Over the past 10 years food allergies have grown an overwhelming 18% in children. In a study performed by the American Academy of Allergy Asthma Immunology (AAAAI), it was estimated that 8% of all children have some form of a food allergy. That’s an estimated 5.9 million children that are affected in the U.S. alone. This is a staggering number.

What are some of the most popular food allergies children suffer from?

  1. Peanut/tree nuts: According to a study by the American Academy of Allergy Asthma and Immunology (AAAAI), peanut allergies are the most common form of allergies among children. Peanut allergies can also be the most severe. Children who are allergic to peanuts and tree nuts can experience a range of symptoms with varying degrees of severity. Symptoms: Symptoms range from an itchy mouth to swelling of the throat and wheezing. Peanut allergies can cause anaphylaxis and death if they remain untreated. Diet options: Avoid peanuts and all products made with peanuts. It’s important to read labels and find out whether peanuts are listed on the ingredient list or if the product has been made around peanuts.
  2. Milk: It’s estimated that 2-5% of all babies are allergic to cow’s milk, according to the Asthma and Allergy Foundation of America (AAFA). Most children will outgrow their sensitivity by age 3. Symptoms: Babies with milk allergies may be overly fussy, which is thought to be caused by upset stomachs. Some children react with a rash or hives, asthma, and in rare cases anaphylaxis. Diet options: Avoid dairy products made with milk. Try soy milk as that seems to be tolerated the best. Avoid sheep and goat milk, as the sensitivity seems to carry over to these milks as well as cow’s milk.
  3. Shellfish: Shellfish allergies are the third most common allergy among children according to the AAAAI. Unlike peanut and milk allergies, an allergy to shellfish tends to be a lifelong allergy. Symptoms: There are quite a few symptoms indicating a seafood allergy. These include: swelling, hives, wheezing, vomiting, and nasal congestion. The swelling occurs mostly around the lips, tongue and throat and can be life threatening. Diet options: If your doctor can pinpoint which shellfish you are allergic to, it’s possible to just eliminate that from your diet, but most people have to eliminate all shellfish from their diet.
  4. Wheat: Wheat allergies are common in children and are often confused with Celiac disease. An allergy to a food will cause your body to react with antibodies as if something is invading and your body fights it off.
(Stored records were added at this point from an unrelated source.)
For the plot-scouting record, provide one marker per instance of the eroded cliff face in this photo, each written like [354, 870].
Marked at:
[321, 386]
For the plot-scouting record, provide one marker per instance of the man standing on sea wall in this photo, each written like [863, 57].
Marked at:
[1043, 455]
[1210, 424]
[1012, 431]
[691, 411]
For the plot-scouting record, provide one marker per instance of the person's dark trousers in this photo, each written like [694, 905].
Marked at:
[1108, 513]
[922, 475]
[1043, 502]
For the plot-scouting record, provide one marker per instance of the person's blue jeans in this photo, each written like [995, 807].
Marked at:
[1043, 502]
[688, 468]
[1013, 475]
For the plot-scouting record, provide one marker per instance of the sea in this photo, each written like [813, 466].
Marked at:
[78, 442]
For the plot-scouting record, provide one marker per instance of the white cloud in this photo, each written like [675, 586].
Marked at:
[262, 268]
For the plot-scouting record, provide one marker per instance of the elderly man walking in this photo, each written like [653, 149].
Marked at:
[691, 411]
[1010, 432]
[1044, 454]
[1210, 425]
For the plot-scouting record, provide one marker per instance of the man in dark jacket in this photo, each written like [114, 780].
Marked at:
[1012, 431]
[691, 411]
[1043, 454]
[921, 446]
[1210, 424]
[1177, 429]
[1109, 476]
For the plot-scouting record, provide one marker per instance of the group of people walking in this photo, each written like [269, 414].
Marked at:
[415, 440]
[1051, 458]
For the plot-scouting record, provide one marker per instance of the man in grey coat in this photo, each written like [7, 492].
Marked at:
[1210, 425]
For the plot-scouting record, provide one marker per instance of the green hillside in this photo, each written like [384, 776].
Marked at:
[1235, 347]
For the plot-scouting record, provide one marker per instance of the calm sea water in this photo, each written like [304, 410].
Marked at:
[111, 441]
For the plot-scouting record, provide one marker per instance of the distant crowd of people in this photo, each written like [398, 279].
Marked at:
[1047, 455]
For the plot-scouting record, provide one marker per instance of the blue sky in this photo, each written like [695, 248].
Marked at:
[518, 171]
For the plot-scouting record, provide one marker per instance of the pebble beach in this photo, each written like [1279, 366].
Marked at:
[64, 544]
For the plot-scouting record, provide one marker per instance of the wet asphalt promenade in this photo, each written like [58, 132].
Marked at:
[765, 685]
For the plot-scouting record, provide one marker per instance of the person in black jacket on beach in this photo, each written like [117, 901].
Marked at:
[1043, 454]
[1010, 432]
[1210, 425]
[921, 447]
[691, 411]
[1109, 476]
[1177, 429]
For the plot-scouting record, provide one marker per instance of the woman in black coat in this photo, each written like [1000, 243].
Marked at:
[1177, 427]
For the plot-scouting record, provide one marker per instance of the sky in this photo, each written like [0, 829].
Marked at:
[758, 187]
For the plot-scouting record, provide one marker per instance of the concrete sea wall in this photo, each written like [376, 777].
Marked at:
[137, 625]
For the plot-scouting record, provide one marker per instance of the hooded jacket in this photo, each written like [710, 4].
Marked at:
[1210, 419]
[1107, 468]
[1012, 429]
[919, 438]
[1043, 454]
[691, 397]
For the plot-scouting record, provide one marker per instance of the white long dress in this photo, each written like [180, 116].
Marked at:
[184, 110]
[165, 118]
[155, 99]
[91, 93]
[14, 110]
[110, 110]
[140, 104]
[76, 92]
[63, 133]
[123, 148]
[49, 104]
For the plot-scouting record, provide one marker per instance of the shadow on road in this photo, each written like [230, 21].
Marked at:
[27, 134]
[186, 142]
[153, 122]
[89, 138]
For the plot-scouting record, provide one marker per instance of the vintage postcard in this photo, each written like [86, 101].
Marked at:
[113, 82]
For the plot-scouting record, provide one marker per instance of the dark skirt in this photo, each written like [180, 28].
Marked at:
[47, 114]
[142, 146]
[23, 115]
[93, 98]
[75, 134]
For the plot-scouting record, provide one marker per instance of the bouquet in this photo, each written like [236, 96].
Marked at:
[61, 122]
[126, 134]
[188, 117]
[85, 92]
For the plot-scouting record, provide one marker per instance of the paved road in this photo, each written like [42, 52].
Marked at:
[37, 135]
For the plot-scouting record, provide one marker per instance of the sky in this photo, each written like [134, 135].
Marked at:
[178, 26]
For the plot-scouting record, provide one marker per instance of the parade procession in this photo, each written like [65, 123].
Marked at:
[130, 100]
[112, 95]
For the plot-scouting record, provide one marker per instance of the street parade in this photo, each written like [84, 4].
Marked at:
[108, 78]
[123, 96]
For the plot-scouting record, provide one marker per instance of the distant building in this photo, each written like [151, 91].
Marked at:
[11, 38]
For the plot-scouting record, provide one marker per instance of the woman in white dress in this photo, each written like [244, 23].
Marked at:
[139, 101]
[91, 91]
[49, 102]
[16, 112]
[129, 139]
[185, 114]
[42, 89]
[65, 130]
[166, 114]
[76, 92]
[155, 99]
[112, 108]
With Celiac disease, the body can’t absorb the nutrients it needs to survive, which relates more to gluten intolerance. Symptoms: Many symptoms can occur with wheat allergies, such as itchiness or swelling of the mouth, vomiting, diarrhea, itchy or watery eyes, and anaphylaxis. Diet options: Substitute other types of grains in place of wheat. Check labels carefully because wheat can show up in unusual things like root beer.
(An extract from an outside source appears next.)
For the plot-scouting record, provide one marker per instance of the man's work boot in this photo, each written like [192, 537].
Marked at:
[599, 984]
  5. Egg: One of the most common childhood allergies, but most children will outgrow their egg allergy by their teen years. Symptoms: These can include skin rashes, hives, inflammation of the nasal lining, vomiting, and other tummy troubles. Anaphylaxis is rare with egg allergies. Diet options: The best treatment of an egg allergy is avoiding eggs. Read labels thoroughly as eggs can appear in many different foods and in many different forms. One such unusual place you can find eggs is in a flu vaccination, so you should ask the doctor before getting a flu shot. In baked goods try substituting 1 ½ tablespoons of oil and 1 teaspoon of baking powder for each egg in the recipe.
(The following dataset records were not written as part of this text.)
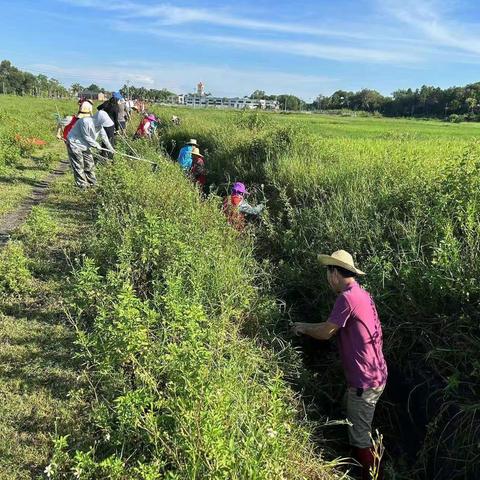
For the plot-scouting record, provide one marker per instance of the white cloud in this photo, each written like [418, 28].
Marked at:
[89, 74]
[428, 18]
[220, 80]
[305, 49]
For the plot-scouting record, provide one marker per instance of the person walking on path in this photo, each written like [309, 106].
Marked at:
[85, 110]
[355, 320]
[122, 115]
[144, 129]
[236, 207]
[81, 139]
[198, 170]
[185, 155]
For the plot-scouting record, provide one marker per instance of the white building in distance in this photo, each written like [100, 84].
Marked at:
[199, 100]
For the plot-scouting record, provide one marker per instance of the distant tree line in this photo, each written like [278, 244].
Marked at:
[287, 102]
[148, 94]
[14, 81]
[426, 101]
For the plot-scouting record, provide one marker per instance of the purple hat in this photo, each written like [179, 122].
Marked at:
[239, 187]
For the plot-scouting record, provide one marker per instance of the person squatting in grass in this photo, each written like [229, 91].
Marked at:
[198, 170]
[145, 127]
[236, 207]
[355, 320]
[122, 115]
[81, 139]
[112, 109]
[185, 155]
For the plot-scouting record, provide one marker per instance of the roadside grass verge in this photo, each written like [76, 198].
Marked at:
[40, 377]
[162, 304]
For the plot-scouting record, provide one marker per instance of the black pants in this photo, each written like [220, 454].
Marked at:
[111, 136]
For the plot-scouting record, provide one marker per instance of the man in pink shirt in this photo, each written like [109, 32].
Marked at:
[355, 321]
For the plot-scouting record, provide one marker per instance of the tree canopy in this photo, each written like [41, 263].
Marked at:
[427, 101]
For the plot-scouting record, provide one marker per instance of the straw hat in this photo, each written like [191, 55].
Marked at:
[196, 151]
[342, 259]
[86, 109]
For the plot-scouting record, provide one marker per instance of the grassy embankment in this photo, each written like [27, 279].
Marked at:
[162, 308]
[41, 378]
[403, 196]
[23, 164]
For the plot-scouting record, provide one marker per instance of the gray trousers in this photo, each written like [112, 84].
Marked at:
[83, 166]
[360, 411]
According to a research study conducted at the Johns Hopkins Children’s Center in 2007, the allergies once thought to be outgrown in early childhood are now taking longer to outgrow. This is particularly true of milk and egg allergies. The reason for this has yet to be determined.

If you think your child may have an allergy or is having an allergic reaction, consult your child’s pediatrician or seek emergency treatment immediately if needed.